CNCs with a needle-like morphology were produced by sulfonic acid hydrolysis. These CNCs showed surface active ability for the formation of PE with thyme white EO. A critical concentration of the CNC-based PEs was determined to be 135 mg CNC/mL EO. Smaller emulsion particles resulted in a higher $\mathrm{G}\prime$ value, implying a more regular arrangement of emulsion particles and dimensional stability. The size of CNC/EO PE varied according to the CNC content in the emulsifying process. The size of PE particles decreased as the CNC content increased.

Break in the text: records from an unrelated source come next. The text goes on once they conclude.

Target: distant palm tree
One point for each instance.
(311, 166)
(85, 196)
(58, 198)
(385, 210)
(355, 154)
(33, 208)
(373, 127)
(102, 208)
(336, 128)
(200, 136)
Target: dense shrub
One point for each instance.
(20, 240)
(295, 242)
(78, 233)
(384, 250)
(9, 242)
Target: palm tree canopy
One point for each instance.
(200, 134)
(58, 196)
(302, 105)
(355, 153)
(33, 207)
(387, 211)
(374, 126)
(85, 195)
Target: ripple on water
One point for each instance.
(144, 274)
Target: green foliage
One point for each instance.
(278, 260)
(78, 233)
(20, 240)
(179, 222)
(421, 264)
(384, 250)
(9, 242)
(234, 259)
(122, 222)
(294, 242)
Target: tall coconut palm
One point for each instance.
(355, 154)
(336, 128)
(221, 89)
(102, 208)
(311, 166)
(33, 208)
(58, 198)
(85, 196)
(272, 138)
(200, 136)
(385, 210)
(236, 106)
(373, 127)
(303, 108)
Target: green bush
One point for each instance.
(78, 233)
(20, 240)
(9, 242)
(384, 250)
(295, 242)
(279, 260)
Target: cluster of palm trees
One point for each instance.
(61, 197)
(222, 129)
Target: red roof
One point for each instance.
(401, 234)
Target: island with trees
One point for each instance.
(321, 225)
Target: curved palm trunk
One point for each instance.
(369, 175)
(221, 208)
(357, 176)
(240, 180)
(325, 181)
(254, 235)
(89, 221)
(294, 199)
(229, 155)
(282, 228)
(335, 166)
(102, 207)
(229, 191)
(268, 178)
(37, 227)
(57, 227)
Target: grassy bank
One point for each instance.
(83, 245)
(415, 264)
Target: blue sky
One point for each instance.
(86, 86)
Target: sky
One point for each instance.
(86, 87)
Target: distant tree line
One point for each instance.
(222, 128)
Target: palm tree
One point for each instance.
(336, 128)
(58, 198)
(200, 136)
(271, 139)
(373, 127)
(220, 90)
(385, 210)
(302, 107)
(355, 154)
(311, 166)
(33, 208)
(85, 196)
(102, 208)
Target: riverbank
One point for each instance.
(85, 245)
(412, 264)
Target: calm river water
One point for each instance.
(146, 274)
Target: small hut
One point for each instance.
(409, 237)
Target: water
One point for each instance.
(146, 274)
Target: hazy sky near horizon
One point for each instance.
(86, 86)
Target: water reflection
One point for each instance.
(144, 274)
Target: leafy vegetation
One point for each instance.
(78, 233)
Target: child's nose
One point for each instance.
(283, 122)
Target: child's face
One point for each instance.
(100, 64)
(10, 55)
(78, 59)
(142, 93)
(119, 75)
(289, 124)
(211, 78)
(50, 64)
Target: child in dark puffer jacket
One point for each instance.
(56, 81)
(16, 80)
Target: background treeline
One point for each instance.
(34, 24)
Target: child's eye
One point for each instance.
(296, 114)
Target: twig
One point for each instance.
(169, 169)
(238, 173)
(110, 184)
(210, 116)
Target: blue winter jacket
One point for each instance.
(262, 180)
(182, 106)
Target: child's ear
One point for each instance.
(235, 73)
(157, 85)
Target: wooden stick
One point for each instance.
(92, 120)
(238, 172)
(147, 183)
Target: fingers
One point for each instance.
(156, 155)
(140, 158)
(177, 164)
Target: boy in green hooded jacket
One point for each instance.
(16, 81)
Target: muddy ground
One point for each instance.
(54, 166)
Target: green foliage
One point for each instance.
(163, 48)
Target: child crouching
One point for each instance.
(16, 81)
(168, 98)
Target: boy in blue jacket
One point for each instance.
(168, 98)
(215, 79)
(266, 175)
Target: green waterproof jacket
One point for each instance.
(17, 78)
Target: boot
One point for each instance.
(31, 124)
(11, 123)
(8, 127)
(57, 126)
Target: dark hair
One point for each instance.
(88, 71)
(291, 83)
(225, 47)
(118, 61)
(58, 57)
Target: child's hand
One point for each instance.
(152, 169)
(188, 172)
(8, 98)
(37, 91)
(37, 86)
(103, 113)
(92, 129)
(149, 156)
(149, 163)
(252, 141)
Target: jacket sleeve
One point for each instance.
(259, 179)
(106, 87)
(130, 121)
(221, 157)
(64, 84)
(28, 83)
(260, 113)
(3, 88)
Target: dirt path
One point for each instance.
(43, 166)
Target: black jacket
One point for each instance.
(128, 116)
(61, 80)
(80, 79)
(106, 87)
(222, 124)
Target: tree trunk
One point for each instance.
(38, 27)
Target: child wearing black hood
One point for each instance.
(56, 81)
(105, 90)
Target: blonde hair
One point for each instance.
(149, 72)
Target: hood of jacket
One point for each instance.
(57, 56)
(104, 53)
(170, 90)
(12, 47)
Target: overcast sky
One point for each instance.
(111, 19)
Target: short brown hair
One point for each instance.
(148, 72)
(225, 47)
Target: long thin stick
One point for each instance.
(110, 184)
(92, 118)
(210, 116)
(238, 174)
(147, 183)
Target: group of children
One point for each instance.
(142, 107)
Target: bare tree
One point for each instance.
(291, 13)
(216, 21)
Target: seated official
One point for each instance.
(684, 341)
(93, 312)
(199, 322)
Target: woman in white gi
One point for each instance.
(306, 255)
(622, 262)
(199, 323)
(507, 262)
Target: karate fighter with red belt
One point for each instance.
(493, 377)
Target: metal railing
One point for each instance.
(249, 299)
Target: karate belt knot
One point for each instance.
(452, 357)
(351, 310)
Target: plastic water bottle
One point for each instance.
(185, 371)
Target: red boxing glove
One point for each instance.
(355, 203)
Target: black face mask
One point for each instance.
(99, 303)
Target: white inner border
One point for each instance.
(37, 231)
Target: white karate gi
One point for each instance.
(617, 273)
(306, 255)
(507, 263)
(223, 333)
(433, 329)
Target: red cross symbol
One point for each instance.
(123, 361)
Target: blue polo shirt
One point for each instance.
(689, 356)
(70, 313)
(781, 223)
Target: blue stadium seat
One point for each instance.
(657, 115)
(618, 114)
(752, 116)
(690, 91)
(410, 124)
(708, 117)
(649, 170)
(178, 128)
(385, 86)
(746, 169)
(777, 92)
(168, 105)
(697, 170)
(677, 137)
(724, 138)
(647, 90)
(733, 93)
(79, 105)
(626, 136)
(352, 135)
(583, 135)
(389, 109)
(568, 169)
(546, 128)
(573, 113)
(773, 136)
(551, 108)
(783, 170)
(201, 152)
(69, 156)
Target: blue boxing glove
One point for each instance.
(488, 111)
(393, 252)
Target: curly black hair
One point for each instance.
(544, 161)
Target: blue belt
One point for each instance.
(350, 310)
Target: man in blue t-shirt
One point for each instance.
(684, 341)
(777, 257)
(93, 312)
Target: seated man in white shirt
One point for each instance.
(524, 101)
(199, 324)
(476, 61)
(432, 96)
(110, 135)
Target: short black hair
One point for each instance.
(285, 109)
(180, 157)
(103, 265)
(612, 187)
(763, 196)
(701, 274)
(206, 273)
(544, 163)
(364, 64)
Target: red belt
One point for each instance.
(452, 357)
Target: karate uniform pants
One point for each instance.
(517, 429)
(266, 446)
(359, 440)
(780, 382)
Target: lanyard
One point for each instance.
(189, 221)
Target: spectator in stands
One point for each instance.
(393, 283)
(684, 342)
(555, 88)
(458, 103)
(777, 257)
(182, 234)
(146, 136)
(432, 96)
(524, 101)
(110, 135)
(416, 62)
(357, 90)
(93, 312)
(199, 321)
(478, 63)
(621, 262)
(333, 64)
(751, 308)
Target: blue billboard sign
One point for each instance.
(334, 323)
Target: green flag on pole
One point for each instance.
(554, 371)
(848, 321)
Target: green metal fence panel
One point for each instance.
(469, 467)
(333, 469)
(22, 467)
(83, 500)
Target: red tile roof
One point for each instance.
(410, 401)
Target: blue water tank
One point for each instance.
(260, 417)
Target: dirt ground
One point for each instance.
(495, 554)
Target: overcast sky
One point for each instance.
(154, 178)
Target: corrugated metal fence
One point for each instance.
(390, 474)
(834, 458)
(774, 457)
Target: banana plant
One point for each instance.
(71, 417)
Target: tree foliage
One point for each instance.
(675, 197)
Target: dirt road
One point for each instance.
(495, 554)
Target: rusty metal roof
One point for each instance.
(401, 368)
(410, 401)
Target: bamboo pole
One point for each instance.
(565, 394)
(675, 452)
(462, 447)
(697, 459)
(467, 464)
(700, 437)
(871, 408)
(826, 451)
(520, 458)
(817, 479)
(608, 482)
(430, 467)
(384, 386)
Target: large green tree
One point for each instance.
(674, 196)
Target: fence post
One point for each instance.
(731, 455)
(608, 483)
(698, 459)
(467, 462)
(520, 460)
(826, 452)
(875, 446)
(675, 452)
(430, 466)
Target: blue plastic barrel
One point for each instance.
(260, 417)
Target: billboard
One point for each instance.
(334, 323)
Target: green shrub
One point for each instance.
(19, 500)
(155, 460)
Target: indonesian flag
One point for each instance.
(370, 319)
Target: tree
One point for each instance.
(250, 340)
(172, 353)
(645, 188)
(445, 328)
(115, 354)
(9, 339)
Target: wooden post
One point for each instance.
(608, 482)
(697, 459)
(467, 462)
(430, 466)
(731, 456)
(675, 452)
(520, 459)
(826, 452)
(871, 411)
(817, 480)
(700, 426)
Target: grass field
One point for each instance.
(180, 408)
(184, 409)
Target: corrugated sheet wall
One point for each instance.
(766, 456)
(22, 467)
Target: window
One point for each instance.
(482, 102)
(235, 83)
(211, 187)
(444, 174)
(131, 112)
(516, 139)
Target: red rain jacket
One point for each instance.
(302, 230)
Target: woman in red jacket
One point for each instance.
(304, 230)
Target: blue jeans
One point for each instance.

Encapsulation of EO in CNC shell was visualized by distinct fluorescent labelling. The size of PE was about 5 μm for concentrations over 135 mg CNC/mL EO with comparatively narrower size distributions. The antimicrobial ability of CNC/EO PE was confirmed by the determination of minimum bactericidal concentration with long-term storage up to 25 d. The larvicidal activity of CNC/EO PE was stronger than that of pure EO due to high solubility and sustainability of EO in water.